Coordination and Guidance Program attorneys draft regulations and policy documents interpreting federal antidiscrimination laws that apply to the majority of U.S. workplaces. They also work with other federal agencies on equal employment opportunity issues to ensure consistency and eliminate duplication of enforcement efforts across the federal government. Its attorneys also advise the EEOC Commissioners, EEOC offices, and the public about EEOC policy matters.
Advice and External Litigation Division attorneys defend EEOC in all litigation brought by outside parties, draft regulations and guidance on the Commission's charge processing and federal sector functions; and provide legal advice on issues including ethics, administrative law, fiscal law, and procurement. This unit currently does not accept interns.
Freedom of Information Act (FOIA) Program attorneys and staff oversee the EEOC's compliance with FOIA legal and reporting requirements, respond to document requests from the public, and maintain the EEOC's FOIA regulations and policy.
Positions Available: Current law students may apply for unpaid positions in the Coordination and Guidance Program and the Freedom of Information Act Program.
OLC interns may perform in-depth legal research, prepare detailed legal memoranda, help draft guidance on how to comply with EEOC-enforced laws, update agency materials to reflect recent legal developments, and respond to disclosure requests made under the Freedom of Information Act or other disclosure authority.
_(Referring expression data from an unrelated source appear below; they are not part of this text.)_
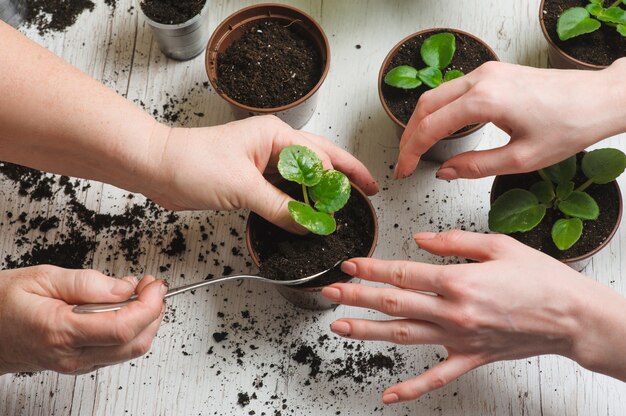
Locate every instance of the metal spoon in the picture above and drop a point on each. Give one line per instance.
(109, 307)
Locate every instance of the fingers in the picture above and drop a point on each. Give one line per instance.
(403, 274)
(119, 327)
(401, 331)
(392, 302)
(433, 379)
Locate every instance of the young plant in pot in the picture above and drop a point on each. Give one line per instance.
(570, 210)
(269, 59)
(584, 34)
(180, 27)
(339, 217)
(423, 61)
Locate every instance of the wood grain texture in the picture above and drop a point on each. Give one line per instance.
(187, 372)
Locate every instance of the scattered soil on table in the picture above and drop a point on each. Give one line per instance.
(470, 54)
(594, 232)
(602, 47)
(172, 12)
(286, 256)
(272, 65)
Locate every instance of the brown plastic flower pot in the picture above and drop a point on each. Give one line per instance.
(311, 297)
(298, 113)
(454, 144)
(557, 58)
(580, 262)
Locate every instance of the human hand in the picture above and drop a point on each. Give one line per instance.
(39, 331)
(515, 303)
(222, 168)
(550, 115)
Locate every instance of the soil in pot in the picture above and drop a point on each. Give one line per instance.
(594, 232)
(602, 47)
(469, 55)
(172, 12)
(270, 66)
(285, 256)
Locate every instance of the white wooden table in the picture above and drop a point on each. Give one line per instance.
(187, 372)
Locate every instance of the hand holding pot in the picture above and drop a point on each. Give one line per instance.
(550, 115)
(514, 303)
(222, 167)
(40, 331)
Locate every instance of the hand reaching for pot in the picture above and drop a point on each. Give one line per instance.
(515, 302)
(223, 167)
(550, 115)
(40, 331)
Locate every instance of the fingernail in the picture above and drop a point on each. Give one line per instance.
(348, 268)
(446, 174)
(340, 328)
(332, 293)
(390, 398)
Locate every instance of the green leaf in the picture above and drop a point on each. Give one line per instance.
(563, 171)
(544, 192)
(613, 15)
(566, 232)
(580, 205)
(604, 165)
(404, 77)
(319, 223)
(431, 77)
(452, 74)
(515, 210)
(332, 192)
(301, 165)
(575, 22)
(437, 51)
(564, 190)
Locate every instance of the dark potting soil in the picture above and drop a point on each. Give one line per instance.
(172, 12)
(286, 256)
(272, 65)
(594, 232)
(602, 47)
(470, 54)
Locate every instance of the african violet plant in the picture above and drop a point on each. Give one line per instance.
(437, 52)
(520, 210)
(328, 190)
(578, 21)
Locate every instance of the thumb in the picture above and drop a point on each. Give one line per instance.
(87, 286)
(271, 203)
(479, 164)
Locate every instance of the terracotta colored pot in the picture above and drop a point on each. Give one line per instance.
(556, 57)
(311, 297)
(580, 262)
(298, 113)
(453, 144)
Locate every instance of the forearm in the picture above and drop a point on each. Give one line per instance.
(55, 118)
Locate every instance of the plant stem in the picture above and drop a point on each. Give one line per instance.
(585, 185)
(306, 195)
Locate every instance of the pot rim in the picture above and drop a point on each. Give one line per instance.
(393, 52)
(595, 250)
(255, 258)
(214, 42)
(557, 49)
(184, 24)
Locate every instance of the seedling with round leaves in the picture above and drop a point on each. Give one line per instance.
(577, 21)
(324, 191)
(521, 210)
(437, 52)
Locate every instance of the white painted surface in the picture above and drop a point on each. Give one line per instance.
(118, 50)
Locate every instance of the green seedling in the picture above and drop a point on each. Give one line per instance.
(437, 52)
(324, 191)
(578, 21)
(520, 210)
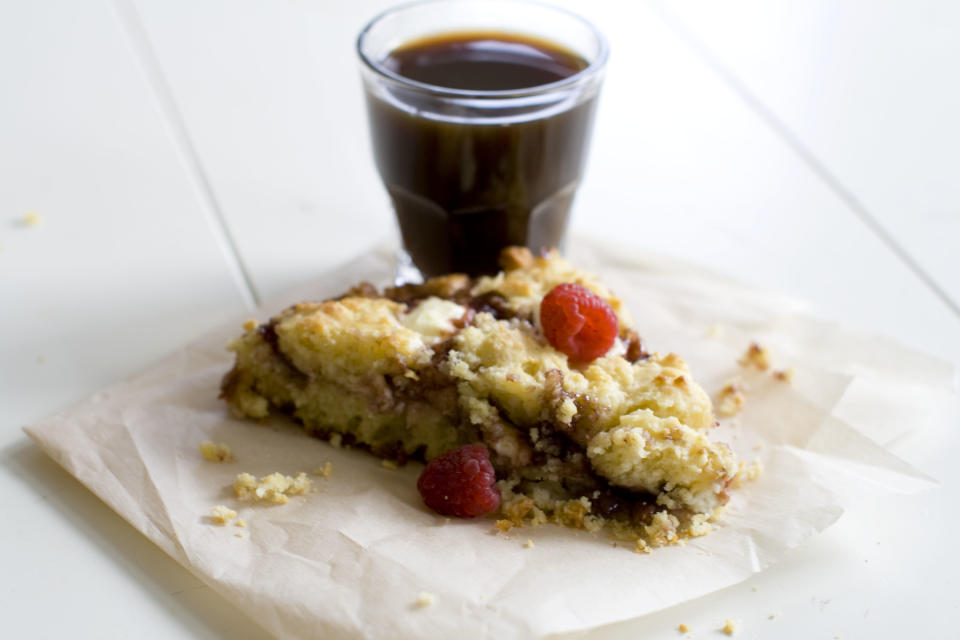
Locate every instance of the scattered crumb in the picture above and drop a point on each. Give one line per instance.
(216, 452)
(784, 375)
(222, 515)
(716, 331)
(731, 398)
(747, 473)
(756, 357)
(275, 488)
(32, 219)
(326, 470)
(425, 599)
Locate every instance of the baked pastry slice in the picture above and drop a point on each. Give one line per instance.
(618, 442)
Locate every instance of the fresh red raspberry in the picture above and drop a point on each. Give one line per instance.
(460, 483)
(578, 322)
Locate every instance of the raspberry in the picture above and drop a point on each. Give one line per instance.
(460, 483)
(578, 322)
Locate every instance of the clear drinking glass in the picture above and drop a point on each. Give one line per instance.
(471, 171)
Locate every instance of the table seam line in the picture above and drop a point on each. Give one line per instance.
(817, 167)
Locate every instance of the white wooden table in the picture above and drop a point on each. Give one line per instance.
(187, 159)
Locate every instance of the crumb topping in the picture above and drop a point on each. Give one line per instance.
(756, 357)
(730, 627)
(620, 443)
(424, 599)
Interns may have the opportunity to attend public Commission meetings or forums covering various employment discrimination topics, and/or coordination meetings with other federal agencies.
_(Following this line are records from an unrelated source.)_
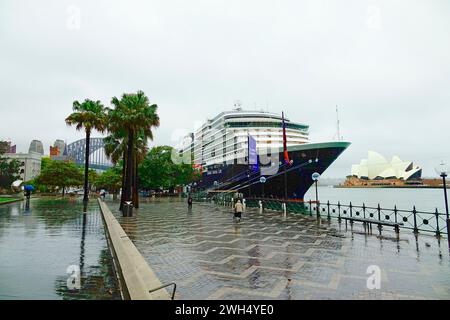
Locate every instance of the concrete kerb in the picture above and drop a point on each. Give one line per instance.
(135, 275)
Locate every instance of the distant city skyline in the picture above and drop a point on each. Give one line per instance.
(385, 64)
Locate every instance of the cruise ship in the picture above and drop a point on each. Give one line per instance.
(244, 151)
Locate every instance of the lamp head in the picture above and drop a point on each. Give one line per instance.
(442, 169)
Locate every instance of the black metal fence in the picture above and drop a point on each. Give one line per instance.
(415, 220)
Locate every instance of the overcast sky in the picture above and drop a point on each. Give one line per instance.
(386, 64)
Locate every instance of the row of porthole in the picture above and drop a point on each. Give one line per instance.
(405, 219)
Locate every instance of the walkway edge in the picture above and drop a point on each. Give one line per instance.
(135, 275)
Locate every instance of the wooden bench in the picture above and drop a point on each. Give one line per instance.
(369, 222)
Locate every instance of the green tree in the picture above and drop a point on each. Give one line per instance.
(134, 114)
(60, 174)
(89, 115)
(9, 172)
(158, 170)
(110, 180)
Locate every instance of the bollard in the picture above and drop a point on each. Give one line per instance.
(128, 209)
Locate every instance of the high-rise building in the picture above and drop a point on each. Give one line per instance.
(5, 147)
(37, 147)
(61, 145)
(30, 164)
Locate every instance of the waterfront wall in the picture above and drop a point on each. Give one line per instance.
(135, 275)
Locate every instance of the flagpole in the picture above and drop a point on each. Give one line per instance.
(284, 156)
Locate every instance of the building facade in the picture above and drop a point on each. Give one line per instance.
(30, 164)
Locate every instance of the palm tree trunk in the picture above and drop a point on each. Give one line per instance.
(135, 187)
(124, 168)
(129, 173)
(86, 166)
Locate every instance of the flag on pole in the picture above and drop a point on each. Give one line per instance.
(286, 155)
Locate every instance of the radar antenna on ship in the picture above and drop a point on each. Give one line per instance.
(337, 135)
(237, 105)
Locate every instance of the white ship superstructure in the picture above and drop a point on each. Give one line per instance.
(224, 138)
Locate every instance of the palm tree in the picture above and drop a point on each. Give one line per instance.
(89, 115)
(115, 149)
(134, 114)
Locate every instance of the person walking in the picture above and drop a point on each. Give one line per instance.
(238, 208)
(189, 202)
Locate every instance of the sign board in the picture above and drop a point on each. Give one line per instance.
(315, 176)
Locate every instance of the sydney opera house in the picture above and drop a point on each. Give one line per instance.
(376, 170)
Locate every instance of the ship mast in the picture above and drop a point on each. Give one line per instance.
(338, 132)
Internship Program Requirements: The Office of Legal Counsel internship program accepts law students who possess strong legal research, analysis, and writing skills. Students should possess a demonstrated interest in civil rights issues, labor and employment law, or public interest law. The OLC also prefers students with membership on a law review, academic journal, moot court or similar organization with legal writing requirements.